Fake crypto wallet app scam

Scammers publish wallet apps to the iOS App Store, Google Play, and Android sideload sites that look identical to real wallets — MetaMask, Trust Wallet, Phantom, Coinbase Wallet, Ledger Live. Some pass app-store review with branding tweaks just subtle enough to evade automated detection. Others target users who sideload from "official-looking" download pages.

When you import your existing seed phrase to "restore" your wallet, the app exfiltrates the phrase to the attacker.
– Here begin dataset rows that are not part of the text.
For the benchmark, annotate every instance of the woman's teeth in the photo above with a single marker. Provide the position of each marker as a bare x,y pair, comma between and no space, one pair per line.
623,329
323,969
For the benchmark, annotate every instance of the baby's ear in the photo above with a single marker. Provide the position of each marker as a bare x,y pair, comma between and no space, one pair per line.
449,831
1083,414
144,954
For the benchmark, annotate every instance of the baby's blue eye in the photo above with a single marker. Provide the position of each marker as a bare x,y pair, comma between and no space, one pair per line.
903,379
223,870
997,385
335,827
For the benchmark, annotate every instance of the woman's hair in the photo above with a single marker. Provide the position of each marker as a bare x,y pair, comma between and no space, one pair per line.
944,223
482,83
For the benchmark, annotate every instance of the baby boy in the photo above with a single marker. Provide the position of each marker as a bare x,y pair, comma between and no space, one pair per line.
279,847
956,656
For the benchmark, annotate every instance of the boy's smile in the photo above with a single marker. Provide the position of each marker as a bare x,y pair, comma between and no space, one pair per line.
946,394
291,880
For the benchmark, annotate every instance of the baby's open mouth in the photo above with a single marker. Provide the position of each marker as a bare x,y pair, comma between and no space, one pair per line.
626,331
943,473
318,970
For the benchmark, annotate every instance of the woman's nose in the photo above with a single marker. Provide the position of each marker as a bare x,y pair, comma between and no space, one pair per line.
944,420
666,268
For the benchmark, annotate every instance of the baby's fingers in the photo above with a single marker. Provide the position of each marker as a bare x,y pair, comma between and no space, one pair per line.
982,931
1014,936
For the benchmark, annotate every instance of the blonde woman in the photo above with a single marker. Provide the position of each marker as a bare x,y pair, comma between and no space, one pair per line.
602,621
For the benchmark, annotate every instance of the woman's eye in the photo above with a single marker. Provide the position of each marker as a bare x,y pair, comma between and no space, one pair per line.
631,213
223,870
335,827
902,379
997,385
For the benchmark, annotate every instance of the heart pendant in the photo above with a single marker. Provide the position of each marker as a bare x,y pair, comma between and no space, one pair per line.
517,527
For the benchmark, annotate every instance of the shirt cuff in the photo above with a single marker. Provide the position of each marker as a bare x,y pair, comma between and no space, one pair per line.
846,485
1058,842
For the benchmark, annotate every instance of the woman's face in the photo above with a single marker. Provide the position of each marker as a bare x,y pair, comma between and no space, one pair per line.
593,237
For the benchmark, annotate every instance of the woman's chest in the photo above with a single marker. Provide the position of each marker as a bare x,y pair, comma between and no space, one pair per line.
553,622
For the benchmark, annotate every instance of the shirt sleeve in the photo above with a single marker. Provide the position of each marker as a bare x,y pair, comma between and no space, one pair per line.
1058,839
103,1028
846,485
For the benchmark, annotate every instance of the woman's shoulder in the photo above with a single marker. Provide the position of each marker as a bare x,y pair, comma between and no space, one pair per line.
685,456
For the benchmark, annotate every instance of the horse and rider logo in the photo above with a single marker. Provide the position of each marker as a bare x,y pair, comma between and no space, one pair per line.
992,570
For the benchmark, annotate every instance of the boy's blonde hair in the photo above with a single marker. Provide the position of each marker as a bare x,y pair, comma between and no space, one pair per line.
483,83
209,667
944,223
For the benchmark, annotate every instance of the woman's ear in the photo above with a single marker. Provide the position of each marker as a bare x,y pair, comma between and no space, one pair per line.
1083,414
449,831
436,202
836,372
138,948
Funds are drained, sometimes seconds later, sometimes after a delay so it's harder to link to the app install.

Both Apple and Google have repeatedly removed malicious wallets after the fact, but new ones appear weekly.

• The app icon is slightly off (different shade, off-center logo, extra symbol).
• The developer name doesn't match the real wallet's company.
• The app has few reviews, or many short 5-star reviews dated within a week.
• The app requests permissions a wallet doesn't need (full contact access, SMS reading).
• You found the app through a search ad or a tweet, not the wallet's official website.
• The official wallet's download page links to a specific App Store / Play Store URL — verify the URL matches before installing.
• Sideload required ("download our APK from this Telegram link") — major red flag.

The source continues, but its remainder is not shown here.